Dry Lightning depicts the delicate concerto played between conflicting forces in Southwest parlances. An environmental map of blue sky, water, purple mountains and layers of varicolored sedimentation, it evokes the color and rhythms of the land. On a distant horizon, a house on fire from lightning suggests a fragile bond between devastation and beauty. Facey adds circles and ovals to metaphorically evoke feed-back loops and nature's many predictable cycles.

In Caduceus, Facey allows a large lightning-shaped bolt to dominate precisely delineated layers, once again evoking the symbolic struggle between the ungovernable forces of nature and the imposition of order.

Nature's rhythms play out once again in Map No. 26. Above ground, storms rain down from the heavens. Below, red and yellow chevron type stripes resemble earth's anticlines and synclines, gradients of stratified rock that dip toward each other. They either pitch downward to the earth's core or thrust upward to produce mountains. Blue geometric shapes cut through the layers, bestowing an orderly cast upon nature's upheavals.

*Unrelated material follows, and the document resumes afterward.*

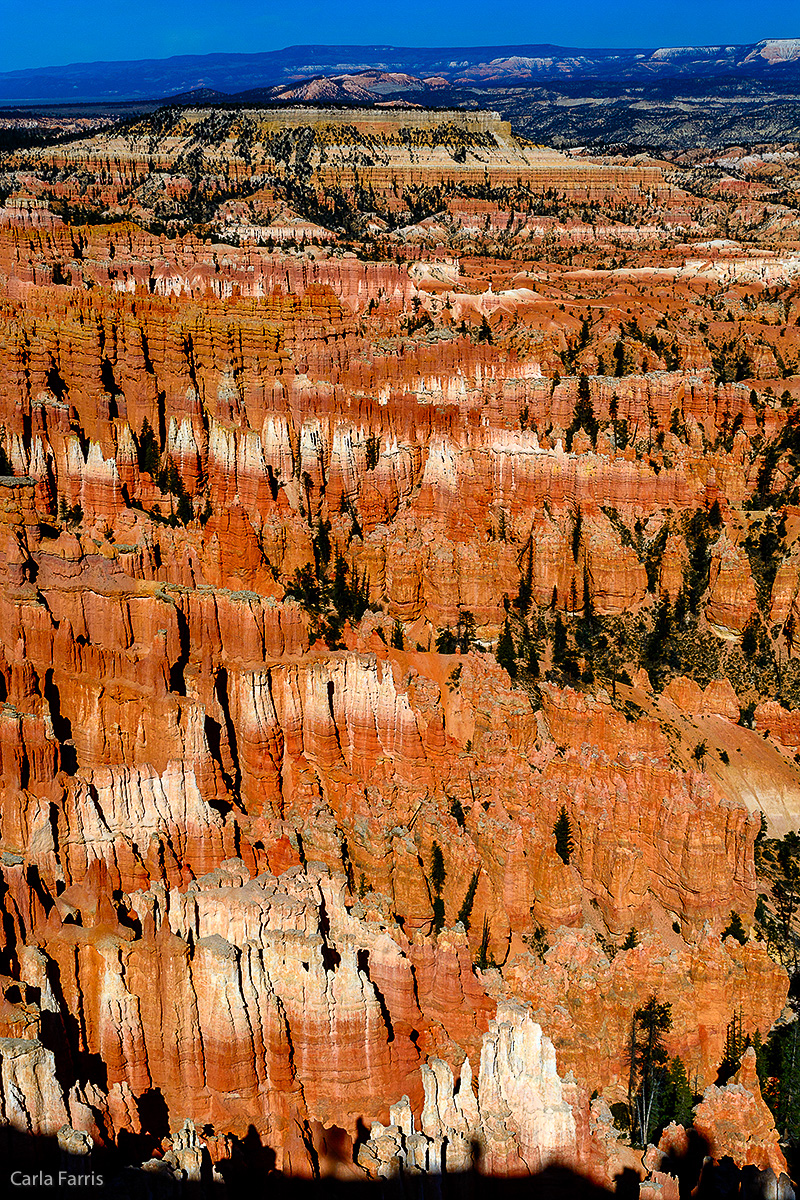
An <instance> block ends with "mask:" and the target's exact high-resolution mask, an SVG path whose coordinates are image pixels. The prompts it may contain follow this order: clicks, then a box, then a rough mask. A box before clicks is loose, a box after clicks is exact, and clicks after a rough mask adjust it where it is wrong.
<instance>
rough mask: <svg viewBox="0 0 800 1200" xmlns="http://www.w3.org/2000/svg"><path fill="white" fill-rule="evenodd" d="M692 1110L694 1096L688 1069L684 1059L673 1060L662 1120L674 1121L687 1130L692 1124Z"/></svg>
mask: <svg viewBox="0 0 800 1200" xmlns="http://www.w3.org/2000/svg"><path fill="white" fill-rule="evenodd" d="M692 1108H693V1096H692V1088H691V1087H690V1084H688V1075H687V1074H686V1067H685V1066H684V1061H682V1058H673V1060H672V1061H670V1063H669V1069H668V1072H667V1079H666V1084H664V1097H663V1104H662V1106H661V1118H662V1121H663V1122H664V1123H668V1122H670V1121H674V1122H675V1124H681V1126H682V1127H684V1129H686V1128H688V1126H691V1123H692Z"/></svg>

As a result of Facey's precision, geometry and structure, his landscapes evoke a disarming sense of serenity, as though nature itself presents us with Platonic ideal forms. Of course, abstraction ultimately confronts the viewer with its own language--its own reason for being, so to speak. To this end, he applies a consistent crafts- manship. By emphasizing the unity of structural elements, he achieves a painterly language that is compelling and seductive.